Subscription Aggregation and Routing

I've mentioned Rohit's Khare's work on application level internetworking or ALIN before. While Rohit and others talk about general Web Services networking, including proxies, switches, and routers, I've recently been introduced to a company via Jon Udell called PreCache that is really about one thing: subscription routing.

The issue with a publish subscribe model isn't new. Think about RSS and how news aggregators work. The news aggregator has to poll each of the RSS feeds once an hour or so to see if anything has changed. For my simple web site there's about 125 of you who do that. Imagine the load if there were millions. If you remember your undergraduate computer architecture class, CPUs gave up on polling a long time ago and went to interrupts. Unfortunately, there are some things where polling is the most reasonable alternative.
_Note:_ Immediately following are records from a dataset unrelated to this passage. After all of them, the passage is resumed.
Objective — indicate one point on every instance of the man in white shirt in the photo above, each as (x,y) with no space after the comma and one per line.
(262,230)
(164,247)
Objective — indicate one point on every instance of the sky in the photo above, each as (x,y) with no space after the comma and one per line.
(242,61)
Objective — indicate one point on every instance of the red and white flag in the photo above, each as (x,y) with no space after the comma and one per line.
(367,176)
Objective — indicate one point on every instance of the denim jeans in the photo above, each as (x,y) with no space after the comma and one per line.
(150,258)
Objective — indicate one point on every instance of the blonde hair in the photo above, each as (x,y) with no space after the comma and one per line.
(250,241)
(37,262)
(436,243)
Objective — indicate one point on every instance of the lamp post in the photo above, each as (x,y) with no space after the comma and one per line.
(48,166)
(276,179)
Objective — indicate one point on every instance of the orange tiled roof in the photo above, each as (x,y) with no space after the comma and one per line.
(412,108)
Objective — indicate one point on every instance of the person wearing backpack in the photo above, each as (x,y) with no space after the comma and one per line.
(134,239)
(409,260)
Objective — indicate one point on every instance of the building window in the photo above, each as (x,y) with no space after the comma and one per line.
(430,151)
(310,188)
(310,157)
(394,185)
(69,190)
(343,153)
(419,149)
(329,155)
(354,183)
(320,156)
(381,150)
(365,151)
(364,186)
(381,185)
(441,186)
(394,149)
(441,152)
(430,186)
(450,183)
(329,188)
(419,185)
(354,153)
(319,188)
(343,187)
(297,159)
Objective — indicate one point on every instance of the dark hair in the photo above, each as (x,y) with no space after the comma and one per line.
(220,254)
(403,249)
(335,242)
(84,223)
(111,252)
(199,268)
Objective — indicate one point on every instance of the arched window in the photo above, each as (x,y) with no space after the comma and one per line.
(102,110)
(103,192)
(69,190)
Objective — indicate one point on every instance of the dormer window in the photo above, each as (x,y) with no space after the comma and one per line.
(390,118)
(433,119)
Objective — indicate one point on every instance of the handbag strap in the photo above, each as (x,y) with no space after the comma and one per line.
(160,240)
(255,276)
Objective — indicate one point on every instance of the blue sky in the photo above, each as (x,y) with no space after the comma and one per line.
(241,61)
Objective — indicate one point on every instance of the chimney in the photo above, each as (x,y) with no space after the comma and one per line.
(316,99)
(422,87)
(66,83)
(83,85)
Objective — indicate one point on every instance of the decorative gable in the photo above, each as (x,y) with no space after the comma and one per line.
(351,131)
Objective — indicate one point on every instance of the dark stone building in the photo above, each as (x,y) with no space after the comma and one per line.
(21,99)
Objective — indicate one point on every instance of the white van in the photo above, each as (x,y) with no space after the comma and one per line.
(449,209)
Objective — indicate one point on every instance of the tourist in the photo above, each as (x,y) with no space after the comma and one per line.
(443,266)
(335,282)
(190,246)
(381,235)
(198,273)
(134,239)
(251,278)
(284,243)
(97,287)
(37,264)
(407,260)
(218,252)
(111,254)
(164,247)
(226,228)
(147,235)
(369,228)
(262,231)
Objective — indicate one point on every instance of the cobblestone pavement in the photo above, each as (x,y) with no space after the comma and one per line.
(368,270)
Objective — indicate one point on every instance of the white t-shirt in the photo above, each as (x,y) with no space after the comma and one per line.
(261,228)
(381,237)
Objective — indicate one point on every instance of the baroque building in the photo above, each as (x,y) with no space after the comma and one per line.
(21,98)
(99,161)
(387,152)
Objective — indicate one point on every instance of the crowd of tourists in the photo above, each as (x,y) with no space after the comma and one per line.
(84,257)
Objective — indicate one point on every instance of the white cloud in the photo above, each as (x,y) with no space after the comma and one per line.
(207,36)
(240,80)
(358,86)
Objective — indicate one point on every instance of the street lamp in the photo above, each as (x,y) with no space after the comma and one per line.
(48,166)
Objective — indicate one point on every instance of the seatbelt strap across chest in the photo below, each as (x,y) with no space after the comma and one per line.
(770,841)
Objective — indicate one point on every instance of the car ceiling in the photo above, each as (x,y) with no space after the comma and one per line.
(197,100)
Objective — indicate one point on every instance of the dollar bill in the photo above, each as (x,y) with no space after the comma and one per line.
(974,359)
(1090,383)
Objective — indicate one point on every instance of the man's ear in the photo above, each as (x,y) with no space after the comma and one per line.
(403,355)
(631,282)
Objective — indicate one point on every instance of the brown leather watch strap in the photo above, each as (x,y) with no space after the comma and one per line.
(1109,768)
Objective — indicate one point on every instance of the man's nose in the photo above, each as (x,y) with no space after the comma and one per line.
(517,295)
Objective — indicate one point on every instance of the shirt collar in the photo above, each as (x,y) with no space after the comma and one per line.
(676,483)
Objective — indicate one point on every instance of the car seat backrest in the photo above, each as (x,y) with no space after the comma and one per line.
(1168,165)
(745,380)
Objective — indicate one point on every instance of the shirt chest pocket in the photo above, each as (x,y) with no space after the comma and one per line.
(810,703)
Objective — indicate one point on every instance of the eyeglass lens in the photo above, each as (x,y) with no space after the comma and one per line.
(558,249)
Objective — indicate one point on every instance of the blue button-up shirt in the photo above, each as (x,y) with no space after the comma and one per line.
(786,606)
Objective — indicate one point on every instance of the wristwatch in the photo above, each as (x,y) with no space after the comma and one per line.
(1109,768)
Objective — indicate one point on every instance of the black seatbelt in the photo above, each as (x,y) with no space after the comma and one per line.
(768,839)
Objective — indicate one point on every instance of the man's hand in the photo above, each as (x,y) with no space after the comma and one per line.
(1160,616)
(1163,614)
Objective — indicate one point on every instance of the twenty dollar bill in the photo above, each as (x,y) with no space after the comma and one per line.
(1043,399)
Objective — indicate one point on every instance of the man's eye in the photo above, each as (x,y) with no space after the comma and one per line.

The Founder and CTO of PreCache, David Rosenblum, who happens to be Rohit's advisor in grad school, is quoted in Jon's InfoWorld piece describing PreCache's solution to the problem:

"As more and more subscriptions come onto the network," Rosenblum says, "routers exploit overlaps in interest among subscriptions and merge them so that only the most general subscription characterizing all subscriber interests at the edge router propagates upstream to the publisher."

As Jon says, that's a mouthful, but a picture makes its all quite a bit clearer. This diagram, which is from the PreCache site, is a graphical view of what PreCache's NetInjector system does.

If I removed some of the labels and asked you what it was, you might say it was a diagram of a multicast network. Move Networks, which I wrote about last week might claim that it was a diagram of their system for moving large files. Akamai might claim that it was a representation of what they're doing. Conceptually, all of these problems are related: How do we efficiently, reliably, and quickly move data around a network which was designed more for peer to peer transactions than it was things that more closely resemble broadcast?

This problem isn't just about RSS. Publish/subscribe is one of the common use cases for message-oriented middleware software like MQ Series, JMS, and even Jabber. This problem should be of great interest to Web Services vendors as well since the publish/subscribe model is an important transport mechanism for some service delivery scenarios. None, of these products, as far as I know, is optimized for the case where you have a few publishers and millions of subscribers spread out all over the Internet. Where they're being used now, it seems that the number of publishers and subscribers is more balanced. Solutions like the one envisioned by PreCache will be needed to make it all work.